Le policier montréalais Hugo Letellier nous donne rendez-vous à l'intersection du boulevard des Industries et de la Route nationale 1, tout près de l'aéroport de Port-au-Prince. «Garez-vous là et attendez-nous, dit-il au téléphone. Quand vous verrez passer le convoi de l'ONU, nous serons dans le camion immatriculé 23 020. Vous ne pouvez pas nous manquer. On va s'assurer de faire une place à votre véhicule dans la colonne.»

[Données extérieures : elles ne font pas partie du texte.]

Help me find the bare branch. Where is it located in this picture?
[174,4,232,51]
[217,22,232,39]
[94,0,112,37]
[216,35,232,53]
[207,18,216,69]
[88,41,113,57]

Tristan Péloquin LA PRESSE

Quatre autres agents de la police de Montréal et lui, en mission spéciale à Haïti pour la MINUSTAH, ont été désignés ce matin pour livrer 4,5 tonnes de nourriture à un orphelinat de 500 enfants, à Croix-des-Bouquets, tout près de la frontière dominicaine.

 

Plus d'une heure après le coup de fil, le convoi apparaît. Les six camionnettes roulent à fond de train, sirènes hurlantes. Impossible de se glisser dans le convoi, il faudra le suivre. Pendant quelques kilomètres, ça ne pose aucun problème. Mais en arrivant dans le quartier Cazeau, les choses se corsent rapidement. La circulation est lourde et les conducteurs haïtiens n'hésitent pas à couper la route aux camions de l'ONU. Le convoi est momentanément séparé.

On comprend vite la cause du chaos: quelques mètres plus loin, dans la direction opposée, un autre convoi alimentaire de l'ONU est pris d'assaut par une foule. Des gens courent dans tous les sens devant un groupe de militaires de l'ONU qui brandissent leurs armes. Ce n'est pas une émeute, mais presque.

Au milieu du désordre, un policier portant un écusson du SPVM à l'épaule apparaît soudainement. C'est Serge Bouliane, normalement lieutenant-détective à l'unité des agressions sexuelles, qui a pris l'initiative de sortir de l'une des camionnettes blanches pour jouer les agents de circulation dans la cohue. En quelques gestes bien exécutés, il ordonne aux voitures de se ranger et réussit à rétablir l'unité du convoi, qui repart en trombe vers Croix-des-Bouquets.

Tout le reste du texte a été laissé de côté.